Liberia Closes Border with Ivory Coast over Fears of Renewed Violence
Liberia has closed its border with Ivory Coast, amid fear of renewed violence after seven peacekeepers were killed in an ambush last week.
Liberia sealed its border with the neighbouring country following a fatal attack on UN peacekeepers.
The seven Nigerian peacekeepers were killed in the attack on 8 June, along with eight civilians and a soldier.
Officials from the UN and the Ivorian government blamed gunmen who used Liberia to stage the cross-border attack.
"These people came from the other side of the border. They are militias and mercenaries," Ivory Coast deputy defence minister Paul Koffi said.

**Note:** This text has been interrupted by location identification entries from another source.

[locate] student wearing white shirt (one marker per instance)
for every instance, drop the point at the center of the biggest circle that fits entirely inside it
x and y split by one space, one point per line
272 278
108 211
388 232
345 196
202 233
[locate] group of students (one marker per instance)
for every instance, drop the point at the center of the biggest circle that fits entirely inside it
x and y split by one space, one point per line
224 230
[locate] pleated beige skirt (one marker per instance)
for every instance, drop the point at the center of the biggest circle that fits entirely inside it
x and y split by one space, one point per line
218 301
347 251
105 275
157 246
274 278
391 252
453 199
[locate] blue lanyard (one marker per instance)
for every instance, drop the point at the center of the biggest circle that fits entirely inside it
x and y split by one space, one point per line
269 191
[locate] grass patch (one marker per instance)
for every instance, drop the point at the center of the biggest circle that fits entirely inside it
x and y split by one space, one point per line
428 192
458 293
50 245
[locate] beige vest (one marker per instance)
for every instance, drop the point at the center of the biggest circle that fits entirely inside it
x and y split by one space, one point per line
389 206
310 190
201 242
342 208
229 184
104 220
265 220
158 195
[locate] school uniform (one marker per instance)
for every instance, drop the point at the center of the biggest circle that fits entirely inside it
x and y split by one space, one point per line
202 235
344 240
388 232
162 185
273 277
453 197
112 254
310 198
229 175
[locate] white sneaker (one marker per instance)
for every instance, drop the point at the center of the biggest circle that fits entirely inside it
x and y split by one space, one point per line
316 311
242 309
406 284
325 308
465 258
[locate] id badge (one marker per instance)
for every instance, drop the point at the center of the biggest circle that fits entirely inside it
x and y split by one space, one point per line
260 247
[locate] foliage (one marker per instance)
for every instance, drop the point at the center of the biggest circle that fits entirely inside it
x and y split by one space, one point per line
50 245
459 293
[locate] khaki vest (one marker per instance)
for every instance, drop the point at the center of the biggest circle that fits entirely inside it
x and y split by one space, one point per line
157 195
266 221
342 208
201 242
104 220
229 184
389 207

Koffi insisted the attack showed the need for Ivorian troops to carry out cross-border operations in Liberia.
"We must go to the other side of the border to establish a security zone. We will clean up and secure the zone. This will be done, of course, with the agreement of the two countries," he added.
However, Liberian information minister Lewis Browne said the country had decided to close its border while an investigation into the attack takes place.
"The first measure will be the immediate closure of the Liberian side of the border," he said in Monrovia.
Liberian defence minister Brownie Samukai said they were no plans to allow Ivorian troops inside the country.
President Ellen Johnson Sirleaf ordered the immediate deployment of Liberian troops along the border, Samukai added.
The UN also said it is relocating some of its troops in the region to the border area to protect civilians.
Ivory Coast and Liberia have generally enjoyed good relations and have in the past carried out joint operations with UN peacekeepers along their borders.
Rising tensions have since been experienced between the two countries.
Ivorian president Alassane Ouattara won the 2010 presidential elections, but only took power following months of violence between his supporters and those loyal to the previous incumbent, Laurent Gbagbo.
Thousands were killed as the country plunged into civil war.
Human Rights Watch said mercenaries from Liberia and pro-Gbago loyalists who fled Ivory Coast were responsible for a series of cross-border attacks on civilians.
The mercenaries also target children to use them as child soldiers, the rights watchdog said, adding the Liberian government had failed to prosecute most of them.